Les résultats abordent finalement les mesures de support à la disponibilité de l'information, lesquelles agissent de manière complémentaire au processus formel d'accès. La liste de classement, l'outil initialement prévu par le législateur pour faciliter le repérage des documents par les demandeurs, n'a apparemment pas été mise en œuvre et a été remplacé par un plan de classification servant des finalités archivistiques. La diffusion automatique de documents sur les sites Internet des ministères prévoit un large éventail de documents à communiquer aux citoyens, mais est soumise en pratique à la discrétion des organismes, réfractaire à la diffusion des documents les plus susceptibles d'éclairer le débat public. La divulgation systématique, bien qu'elle ne soit pas explicitement prévue dans la LAI, trouve néanmoins une certaine place dans la pratique administrative alors que des documents non sensibles et reconnus incontestablement comme publics sont communiqués automatiquement et sans formalité à l'occasion d'une demande d'information. À l'opposé, un recours plus ou moins systématique au processus formel peut être employé pour faire face à des demandes sensibles.
Principales conclusions
Les résultats obtenus font état d'une loi certes utile pour favoriser la disponibilité de l'information gouvernementale, mais néanmoins insatisfaisante au regard des critères normatifs de la thèse. L'intensité du droit d'accès et les obligations quant à son aménagement permettent de réclamer auprès des organismes de l'État un éventail très large de documents, à l'intérieur d'un processus prévisible et uniforme. En ce sens, la LAI contribue certainement à diminuer les coûts de l'information sur le marché politique québécois. Néanmoins, en ce qui a trait à l'information la plus sensible et la plus utile à éclairer le débat politique, la LAI offre aux organismes publics une discrétion qui leur permet de la retenir stratégiquement, potentiellement à l'encontre de l'intérêt public.

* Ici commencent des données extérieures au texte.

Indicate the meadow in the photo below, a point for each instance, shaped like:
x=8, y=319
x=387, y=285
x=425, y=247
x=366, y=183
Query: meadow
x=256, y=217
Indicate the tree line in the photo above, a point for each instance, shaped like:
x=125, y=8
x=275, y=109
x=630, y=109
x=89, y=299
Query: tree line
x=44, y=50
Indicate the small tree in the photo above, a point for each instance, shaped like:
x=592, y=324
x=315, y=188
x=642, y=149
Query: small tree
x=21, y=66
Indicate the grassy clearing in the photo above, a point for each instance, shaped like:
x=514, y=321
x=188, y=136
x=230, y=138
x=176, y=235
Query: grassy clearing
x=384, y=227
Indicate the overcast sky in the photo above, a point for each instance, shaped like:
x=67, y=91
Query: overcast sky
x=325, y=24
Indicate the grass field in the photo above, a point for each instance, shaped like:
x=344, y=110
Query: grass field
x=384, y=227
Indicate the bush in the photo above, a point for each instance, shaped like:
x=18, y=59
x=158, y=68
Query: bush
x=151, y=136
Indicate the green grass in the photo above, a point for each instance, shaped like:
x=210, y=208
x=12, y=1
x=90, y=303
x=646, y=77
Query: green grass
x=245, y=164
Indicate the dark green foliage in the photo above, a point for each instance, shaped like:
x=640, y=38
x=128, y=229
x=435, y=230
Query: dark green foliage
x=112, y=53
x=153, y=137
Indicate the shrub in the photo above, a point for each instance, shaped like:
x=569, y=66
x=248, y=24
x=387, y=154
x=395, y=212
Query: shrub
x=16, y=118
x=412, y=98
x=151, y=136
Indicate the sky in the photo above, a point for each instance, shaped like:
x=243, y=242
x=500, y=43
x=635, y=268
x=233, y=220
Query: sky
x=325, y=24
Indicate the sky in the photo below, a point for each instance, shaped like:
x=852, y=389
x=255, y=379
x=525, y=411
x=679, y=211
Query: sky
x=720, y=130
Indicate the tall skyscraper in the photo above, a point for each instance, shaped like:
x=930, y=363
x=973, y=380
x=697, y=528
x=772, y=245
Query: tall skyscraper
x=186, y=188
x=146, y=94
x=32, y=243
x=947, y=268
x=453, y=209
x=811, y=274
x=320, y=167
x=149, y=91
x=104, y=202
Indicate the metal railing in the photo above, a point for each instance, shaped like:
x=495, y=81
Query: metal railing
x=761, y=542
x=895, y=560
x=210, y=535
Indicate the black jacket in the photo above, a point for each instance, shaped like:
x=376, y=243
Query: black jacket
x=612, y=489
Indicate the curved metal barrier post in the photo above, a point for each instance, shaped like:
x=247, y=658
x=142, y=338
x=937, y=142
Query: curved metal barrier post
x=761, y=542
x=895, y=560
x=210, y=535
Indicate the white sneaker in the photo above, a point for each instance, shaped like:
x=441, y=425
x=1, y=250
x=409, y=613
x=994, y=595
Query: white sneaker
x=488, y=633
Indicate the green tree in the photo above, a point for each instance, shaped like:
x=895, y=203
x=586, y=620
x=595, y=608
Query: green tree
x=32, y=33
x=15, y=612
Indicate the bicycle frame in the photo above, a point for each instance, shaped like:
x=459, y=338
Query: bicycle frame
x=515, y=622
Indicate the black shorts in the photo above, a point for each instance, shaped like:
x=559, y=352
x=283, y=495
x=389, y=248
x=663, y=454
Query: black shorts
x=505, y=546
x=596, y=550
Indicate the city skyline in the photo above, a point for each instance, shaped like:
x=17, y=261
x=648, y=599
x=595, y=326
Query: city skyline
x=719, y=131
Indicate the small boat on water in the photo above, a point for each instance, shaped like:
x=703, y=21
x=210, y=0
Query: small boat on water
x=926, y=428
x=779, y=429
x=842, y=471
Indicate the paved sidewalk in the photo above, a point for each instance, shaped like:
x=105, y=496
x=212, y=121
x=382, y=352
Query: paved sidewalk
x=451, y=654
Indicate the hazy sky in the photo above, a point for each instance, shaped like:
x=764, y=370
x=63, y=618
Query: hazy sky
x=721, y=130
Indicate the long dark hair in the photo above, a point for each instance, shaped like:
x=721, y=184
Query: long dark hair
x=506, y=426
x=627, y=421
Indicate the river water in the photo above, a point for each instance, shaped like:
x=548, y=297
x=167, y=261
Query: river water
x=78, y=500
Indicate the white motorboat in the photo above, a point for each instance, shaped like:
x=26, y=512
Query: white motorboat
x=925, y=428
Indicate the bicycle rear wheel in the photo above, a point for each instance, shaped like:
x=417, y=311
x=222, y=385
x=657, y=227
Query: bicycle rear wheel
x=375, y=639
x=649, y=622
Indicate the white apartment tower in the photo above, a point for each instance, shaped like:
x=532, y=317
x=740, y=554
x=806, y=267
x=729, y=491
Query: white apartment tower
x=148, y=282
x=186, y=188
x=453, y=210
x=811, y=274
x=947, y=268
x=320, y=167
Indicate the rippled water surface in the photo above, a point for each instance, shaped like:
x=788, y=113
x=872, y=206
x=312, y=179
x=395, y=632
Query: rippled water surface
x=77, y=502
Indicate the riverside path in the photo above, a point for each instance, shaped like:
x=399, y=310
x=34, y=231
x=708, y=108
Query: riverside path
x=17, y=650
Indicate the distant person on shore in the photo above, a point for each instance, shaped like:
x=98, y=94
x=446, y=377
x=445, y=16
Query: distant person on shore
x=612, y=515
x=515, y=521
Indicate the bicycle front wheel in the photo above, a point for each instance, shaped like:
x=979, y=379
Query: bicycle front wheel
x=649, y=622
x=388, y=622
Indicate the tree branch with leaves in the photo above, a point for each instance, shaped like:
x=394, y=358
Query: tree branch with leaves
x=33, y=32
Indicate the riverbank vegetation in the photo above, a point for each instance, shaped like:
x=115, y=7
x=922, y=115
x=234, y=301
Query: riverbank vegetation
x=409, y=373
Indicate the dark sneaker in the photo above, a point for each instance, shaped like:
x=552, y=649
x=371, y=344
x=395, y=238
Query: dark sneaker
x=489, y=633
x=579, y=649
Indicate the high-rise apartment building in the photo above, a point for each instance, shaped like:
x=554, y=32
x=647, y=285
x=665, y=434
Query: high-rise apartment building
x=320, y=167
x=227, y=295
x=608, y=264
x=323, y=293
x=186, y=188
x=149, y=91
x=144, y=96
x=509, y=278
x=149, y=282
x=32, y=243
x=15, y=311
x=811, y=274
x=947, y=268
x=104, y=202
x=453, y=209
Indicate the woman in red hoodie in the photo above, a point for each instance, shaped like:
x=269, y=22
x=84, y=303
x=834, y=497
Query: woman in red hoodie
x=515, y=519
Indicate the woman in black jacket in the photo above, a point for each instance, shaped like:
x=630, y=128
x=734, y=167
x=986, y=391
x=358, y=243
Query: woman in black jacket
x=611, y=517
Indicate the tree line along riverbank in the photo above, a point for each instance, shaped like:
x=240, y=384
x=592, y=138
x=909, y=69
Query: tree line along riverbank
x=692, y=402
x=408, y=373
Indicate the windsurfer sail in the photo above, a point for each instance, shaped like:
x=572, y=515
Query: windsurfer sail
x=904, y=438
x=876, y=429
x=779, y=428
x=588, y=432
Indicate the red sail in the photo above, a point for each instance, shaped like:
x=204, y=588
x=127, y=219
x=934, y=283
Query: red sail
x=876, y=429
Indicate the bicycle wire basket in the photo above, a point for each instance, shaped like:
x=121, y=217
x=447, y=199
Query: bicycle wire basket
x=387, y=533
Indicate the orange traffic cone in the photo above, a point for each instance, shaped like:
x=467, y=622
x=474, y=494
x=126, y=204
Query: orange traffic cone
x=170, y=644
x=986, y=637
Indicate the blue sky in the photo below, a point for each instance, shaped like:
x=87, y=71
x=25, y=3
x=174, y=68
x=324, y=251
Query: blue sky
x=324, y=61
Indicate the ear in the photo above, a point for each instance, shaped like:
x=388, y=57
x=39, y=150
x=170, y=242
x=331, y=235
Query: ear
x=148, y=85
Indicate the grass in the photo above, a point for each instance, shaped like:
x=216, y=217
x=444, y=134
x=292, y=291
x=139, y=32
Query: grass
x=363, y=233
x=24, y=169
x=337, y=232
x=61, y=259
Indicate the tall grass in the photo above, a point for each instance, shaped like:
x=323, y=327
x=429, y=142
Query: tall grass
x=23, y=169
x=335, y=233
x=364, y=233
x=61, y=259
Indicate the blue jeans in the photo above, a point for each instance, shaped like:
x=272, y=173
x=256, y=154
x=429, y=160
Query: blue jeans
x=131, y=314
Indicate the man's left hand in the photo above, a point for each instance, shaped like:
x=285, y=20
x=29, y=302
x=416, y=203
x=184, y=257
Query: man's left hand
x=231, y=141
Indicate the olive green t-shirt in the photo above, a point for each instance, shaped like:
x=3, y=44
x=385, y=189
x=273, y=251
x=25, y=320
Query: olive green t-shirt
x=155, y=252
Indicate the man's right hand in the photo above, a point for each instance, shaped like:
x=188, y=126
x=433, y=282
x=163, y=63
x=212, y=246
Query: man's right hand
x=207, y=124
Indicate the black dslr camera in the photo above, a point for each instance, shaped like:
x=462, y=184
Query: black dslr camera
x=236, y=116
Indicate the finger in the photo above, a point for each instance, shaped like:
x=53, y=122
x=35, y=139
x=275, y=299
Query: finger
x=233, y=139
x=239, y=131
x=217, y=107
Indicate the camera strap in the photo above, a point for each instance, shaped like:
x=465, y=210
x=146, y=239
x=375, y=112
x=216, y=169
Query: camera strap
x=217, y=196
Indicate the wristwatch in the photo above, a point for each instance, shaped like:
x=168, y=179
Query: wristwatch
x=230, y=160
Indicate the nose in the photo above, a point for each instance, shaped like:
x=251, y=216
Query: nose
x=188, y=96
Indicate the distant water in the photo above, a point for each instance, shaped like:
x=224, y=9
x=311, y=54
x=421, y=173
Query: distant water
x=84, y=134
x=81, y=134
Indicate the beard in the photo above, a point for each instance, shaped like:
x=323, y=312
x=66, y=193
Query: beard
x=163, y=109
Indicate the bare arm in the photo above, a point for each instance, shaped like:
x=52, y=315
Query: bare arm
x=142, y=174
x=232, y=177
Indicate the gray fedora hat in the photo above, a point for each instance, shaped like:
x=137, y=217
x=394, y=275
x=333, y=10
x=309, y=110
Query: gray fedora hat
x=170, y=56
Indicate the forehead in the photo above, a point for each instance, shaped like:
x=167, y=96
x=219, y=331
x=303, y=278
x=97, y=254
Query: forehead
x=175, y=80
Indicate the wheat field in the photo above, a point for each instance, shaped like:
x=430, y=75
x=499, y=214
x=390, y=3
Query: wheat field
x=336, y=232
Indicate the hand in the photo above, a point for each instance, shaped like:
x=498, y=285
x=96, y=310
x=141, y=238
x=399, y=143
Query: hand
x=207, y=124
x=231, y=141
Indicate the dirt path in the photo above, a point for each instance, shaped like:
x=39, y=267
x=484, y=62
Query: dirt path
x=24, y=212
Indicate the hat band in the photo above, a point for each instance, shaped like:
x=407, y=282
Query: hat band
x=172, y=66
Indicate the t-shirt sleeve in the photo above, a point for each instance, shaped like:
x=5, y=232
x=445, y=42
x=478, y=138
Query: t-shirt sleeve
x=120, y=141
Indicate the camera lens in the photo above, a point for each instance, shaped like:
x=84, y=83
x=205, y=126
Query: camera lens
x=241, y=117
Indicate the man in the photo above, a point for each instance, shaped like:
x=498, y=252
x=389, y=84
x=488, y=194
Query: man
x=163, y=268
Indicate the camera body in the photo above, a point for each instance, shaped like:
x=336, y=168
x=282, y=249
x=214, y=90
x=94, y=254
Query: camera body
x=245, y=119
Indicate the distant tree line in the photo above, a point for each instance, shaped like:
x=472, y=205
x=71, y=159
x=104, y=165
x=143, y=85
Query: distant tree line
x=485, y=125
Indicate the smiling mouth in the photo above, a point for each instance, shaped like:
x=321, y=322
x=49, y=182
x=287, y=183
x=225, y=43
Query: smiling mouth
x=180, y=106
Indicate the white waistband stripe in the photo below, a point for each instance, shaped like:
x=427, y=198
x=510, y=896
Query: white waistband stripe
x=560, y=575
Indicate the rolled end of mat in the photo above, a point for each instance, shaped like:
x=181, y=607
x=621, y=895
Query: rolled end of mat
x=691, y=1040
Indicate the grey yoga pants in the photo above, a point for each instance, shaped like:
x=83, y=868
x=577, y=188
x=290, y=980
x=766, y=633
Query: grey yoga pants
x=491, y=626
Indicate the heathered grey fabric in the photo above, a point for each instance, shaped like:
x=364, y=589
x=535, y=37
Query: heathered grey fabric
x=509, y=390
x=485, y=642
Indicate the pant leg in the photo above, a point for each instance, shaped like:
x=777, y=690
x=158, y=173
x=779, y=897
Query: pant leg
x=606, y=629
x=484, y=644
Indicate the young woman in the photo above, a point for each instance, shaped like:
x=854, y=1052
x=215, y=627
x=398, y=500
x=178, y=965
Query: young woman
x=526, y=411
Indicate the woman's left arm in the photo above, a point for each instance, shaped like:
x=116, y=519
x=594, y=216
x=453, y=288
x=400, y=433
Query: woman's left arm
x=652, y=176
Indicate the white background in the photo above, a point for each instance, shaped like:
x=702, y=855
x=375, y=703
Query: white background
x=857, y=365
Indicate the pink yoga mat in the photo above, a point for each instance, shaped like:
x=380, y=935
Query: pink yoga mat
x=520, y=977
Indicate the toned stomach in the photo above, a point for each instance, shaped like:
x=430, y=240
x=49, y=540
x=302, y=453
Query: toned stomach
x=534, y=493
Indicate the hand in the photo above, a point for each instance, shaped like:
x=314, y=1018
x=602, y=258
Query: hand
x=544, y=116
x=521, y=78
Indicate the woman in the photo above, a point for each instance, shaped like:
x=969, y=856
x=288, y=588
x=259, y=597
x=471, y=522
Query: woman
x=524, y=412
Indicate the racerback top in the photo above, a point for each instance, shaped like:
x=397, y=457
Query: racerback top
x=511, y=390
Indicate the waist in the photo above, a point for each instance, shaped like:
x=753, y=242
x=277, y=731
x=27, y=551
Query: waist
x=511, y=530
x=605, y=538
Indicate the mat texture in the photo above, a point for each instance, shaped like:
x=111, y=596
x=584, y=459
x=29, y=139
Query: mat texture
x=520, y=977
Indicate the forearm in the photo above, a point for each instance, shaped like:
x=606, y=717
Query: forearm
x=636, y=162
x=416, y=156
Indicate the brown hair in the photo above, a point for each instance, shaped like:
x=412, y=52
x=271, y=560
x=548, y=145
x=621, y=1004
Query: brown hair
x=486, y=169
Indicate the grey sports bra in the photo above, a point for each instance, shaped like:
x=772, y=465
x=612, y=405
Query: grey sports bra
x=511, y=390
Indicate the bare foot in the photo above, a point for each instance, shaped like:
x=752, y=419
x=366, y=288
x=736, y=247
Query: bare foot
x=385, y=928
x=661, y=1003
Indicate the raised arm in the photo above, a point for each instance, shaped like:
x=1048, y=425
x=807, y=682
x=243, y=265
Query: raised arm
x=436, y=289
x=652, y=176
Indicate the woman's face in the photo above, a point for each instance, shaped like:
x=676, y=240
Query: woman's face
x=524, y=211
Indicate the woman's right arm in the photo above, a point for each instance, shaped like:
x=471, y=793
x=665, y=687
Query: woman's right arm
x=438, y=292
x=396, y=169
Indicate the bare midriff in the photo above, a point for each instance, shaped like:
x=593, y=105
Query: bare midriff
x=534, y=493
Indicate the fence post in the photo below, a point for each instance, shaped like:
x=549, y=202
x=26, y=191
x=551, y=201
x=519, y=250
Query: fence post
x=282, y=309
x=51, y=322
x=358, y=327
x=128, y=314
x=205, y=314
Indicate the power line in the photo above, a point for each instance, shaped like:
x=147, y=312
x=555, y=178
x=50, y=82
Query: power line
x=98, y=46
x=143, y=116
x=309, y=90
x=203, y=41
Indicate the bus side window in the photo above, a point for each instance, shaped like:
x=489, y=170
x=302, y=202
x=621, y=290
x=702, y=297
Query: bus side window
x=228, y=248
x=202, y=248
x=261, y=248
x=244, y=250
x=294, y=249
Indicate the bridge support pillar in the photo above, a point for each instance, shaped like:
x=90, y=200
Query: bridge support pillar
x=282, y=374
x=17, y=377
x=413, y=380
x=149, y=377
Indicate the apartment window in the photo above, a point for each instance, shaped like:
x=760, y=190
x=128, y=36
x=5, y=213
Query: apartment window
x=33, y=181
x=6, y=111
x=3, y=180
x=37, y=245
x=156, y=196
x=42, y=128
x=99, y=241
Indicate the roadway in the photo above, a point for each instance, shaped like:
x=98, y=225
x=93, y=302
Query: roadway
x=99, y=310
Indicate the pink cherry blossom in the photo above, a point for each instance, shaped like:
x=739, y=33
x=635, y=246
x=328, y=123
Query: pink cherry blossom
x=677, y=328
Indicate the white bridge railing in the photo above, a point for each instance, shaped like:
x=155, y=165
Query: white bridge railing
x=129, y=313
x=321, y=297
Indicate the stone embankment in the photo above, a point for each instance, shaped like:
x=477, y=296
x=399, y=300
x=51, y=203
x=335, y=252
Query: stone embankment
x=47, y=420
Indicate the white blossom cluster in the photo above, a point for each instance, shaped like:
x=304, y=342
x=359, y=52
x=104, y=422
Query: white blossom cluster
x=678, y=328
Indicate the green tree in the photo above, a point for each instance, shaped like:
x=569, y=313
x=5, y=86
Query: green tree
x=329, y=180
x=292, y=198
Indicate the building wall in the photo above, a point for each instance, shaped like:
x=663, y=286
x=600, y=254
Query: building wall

Quant aux comportements de mise en œuvre de la LAI par les organismes publics, il s'avère respectueux des aspects impératifs du texte de loi mais exploite de manière stratégique l'espace discrétionnaire qui lui est laissé pour protéger les intérêts de la direction administrative et politique des organismes publics lorsque nécessaire. Ainsi, les différents aspects de la mise en œuvre sont généralement appliqués de manière à communiquer efficacement l'information aux citoyens, mais peuvent être tout aussi efficacement employés pour retenir l'information propre à éclairer le débat public lorsqu'elle possède des caractéristiques délicates au plan administratif et politique.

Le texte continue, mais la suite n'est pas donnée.